この度承認されたワクチンは、重症化や発症を防ぐ効果が確認されているが、感染そのものを防ぐ効果もあるのではないかと、検証が続けられている。
イスラエルでは世界の中でも早いペースで接種が進んでいて、イスラエルの保健機関やアメリカのハーバード大学などの研究グループが、ファイザーのワクチンの実社会での効果を調べた論文を2021年2月24日にアメリカの医学雑誌「ニューイングランド・ジャーナル・オブ・メディシン」に発表した。
その中では、2回目の投与を受けたあと7日目以降では▼発症を予防する効果が94%、▼重症化を防ぐ効果が92%だった他、▼無症状の人も含めて感染を防ぐ効果も92%だった。
また、アメリカのCDC(疾病対策センター)は感染そのものを防ぐ効果についての研究結果を2021年4月2日に発行した週報で報告しました。
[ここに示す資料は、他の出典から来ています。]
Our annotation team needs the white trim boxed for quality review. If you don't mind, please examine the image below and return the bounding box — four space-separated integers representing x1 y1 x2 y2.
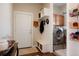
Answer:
13 11 33 47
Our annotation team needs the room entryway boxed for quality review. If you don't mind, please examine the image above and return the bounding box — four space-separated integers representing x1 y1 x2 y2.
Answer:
14 11 33 48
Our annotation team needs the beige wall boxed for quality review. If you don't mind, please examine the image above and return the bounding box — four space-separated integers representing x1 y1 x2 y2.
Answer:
67 3 79 56
0 3 12 39
13 3 42 20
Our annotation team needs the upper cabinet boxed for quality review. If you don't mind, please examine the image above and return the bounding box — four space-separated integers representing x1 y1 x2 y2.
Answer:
53 14 64 26
39 8 50 18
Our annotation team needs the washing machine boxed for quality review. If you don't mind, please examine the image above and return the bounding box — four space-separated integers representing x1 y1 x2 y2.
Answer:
53 26 65 45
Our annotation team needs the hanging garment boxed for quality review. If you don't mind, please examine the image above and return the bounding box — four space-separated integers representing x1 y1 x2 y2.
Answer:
40 21 45 33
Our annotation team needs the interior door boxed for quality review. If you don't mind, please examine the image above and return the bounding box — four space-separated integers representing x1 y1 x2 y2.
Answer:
14 12 32 48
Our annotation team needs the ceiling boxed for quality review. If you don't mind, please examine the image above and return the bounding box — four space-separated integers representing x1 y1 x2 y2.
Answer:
53 3 66 8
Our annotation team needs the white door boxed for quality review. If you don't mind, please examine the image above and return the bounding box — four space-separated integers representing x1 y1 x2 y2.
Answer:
14 12 32 48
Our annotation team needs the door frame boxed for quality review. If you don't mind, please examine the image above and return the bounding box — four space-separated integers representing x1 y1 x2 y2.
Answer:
12 11 34 47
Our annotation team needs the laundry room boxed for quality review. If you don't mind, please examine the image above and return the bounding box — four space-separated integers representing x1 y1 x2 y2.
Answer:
53 3 66 55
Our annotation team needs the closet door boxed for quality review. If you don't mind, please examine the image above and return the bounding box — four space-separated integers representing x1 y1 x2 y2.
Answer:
14 12 32 48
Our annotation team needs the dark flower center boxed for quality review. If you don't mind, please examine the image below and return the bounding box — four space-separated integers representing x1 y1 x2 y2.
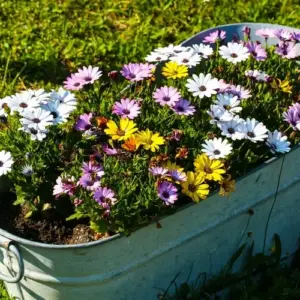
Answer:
162 191 170 198
83 76 93 81
0 116 7 123
51 111 58 119
188 184 197 193
117 129 125 136
227 128 235 134
30 128 38 134
204 166 213 174
19 103 28 108
32 118 41 124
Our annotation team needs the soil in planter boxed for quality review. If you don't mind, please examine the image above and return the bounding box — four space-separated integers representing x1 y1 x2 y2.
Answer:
0 194 104 244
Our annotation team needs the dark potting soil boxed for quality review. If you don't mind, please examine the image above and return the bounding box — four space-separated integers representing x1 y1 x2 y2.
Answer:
0 193 99 245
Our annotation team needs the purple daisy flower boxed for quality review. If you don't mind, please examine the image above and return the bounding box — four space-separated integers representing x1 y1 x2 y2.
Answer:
283 103 300 130
121 63 154 81
94 187 117 208
157 181 178 205
275 42 300 59
74 198 83 207
226 85 251 99
149 167 168 176
246 42 267 61
255 28 276 40
82 161 104 180
172 98 196 116
53 176 76 198
113 98 141 120
169 170 187 182
292 31 300 42
75 66 102 84
203 29 226 44
102 144 119 156
74 113 93 131
274 29 292 41
153 86 181 106
64 74 85 91
78 174 100 191
170 129 183 142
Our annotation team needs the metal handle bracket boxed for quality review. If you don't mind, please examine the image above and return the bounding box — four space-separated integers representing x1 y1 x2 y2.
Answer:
0 235 24 283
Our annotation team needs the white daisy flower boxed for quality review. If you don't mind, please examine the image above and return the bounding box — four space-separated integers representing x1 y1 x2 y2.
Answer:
7 92 40 114
145 51 169 62
19 127 48 141
202 138 232 159
241 118 268 143
154 44 190 56
170 51 201 68
41 100 73 124
215 93 242 115
22 165 33 176
0 96 10 117
207 105 233 124
266 130 291 154
219 43 250 64
25 89 50 103
192 43 214 58
217 116 245 141
186 73 219 98
20 107 53 131
0 150 14 176
50 87 77 109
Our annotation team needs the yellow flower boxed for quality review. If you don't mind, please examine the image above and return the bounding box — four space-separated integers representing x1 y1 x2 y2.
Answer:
122 135 138 152
136 129 165 152
181 172 209 202
194 153 225 181
271 78 292 94
162 61 188 79
104 119 137 141
219 175 235 196
164 160 184 172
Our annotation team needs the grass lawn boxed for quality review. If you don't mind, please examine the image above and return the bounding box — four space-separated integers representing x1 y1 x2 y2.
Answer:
0 0 300 299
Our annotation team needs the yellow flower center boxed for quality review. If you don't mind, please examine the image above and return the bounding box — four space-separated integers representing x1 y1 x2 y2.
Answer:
204 166 213 174
117 129 125 136
188 184 197 193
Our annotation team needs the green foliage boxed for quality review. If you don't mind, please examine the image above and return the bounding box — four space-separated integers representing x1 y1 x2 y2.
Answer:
164 235 300 300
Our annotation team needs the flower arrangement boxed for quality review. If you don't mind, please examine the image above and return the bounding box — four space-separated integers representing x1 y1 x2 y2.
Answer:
0 28 300 240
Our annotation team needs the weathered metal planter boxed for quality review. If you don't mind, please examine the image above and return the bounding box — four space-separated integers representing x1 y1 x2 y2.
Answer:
0 24 300 300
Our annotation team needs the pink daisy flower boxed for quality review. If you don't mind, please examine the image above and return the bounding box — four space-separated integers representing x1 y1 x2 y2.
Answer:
75 66 102 84
153 86 181 106
172 99 196 116
113 99 141 120
64 74 85 91
203 29 226 44
121 63 154 82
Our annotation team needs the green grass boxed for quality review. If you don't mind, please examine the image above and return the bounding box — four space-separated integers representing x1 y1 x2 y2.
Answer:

それによると、アメリカでファイザー製のワクチンかモデルナ製のワクチンの接種を受けた医療従事者など3950人を対象に、2020年12月から2021年3月中旬までの毎週、新型コロナウイルスに感染していないか、PCR検査で確認したところ、2回目の接種後、14日間以上たった人では、無症状の人も含めて感染そのものを防ぐ効果は90%だったとしている。
接種を2回受けていなくても、1回目の接種後14日間以上たった人では感染を防ぐ効果が80%だった。
この他、ワクチンの接種後、高齢者施設や医療従事者の感染が大幅に減ったという報告が複数の国から出されている。
即ち、ファイザー、モデルナ、アストラゼネカのワクチンは、発症予防と重症化予防の効果に加えて、感染を防ぐ効果も期待できそうだ。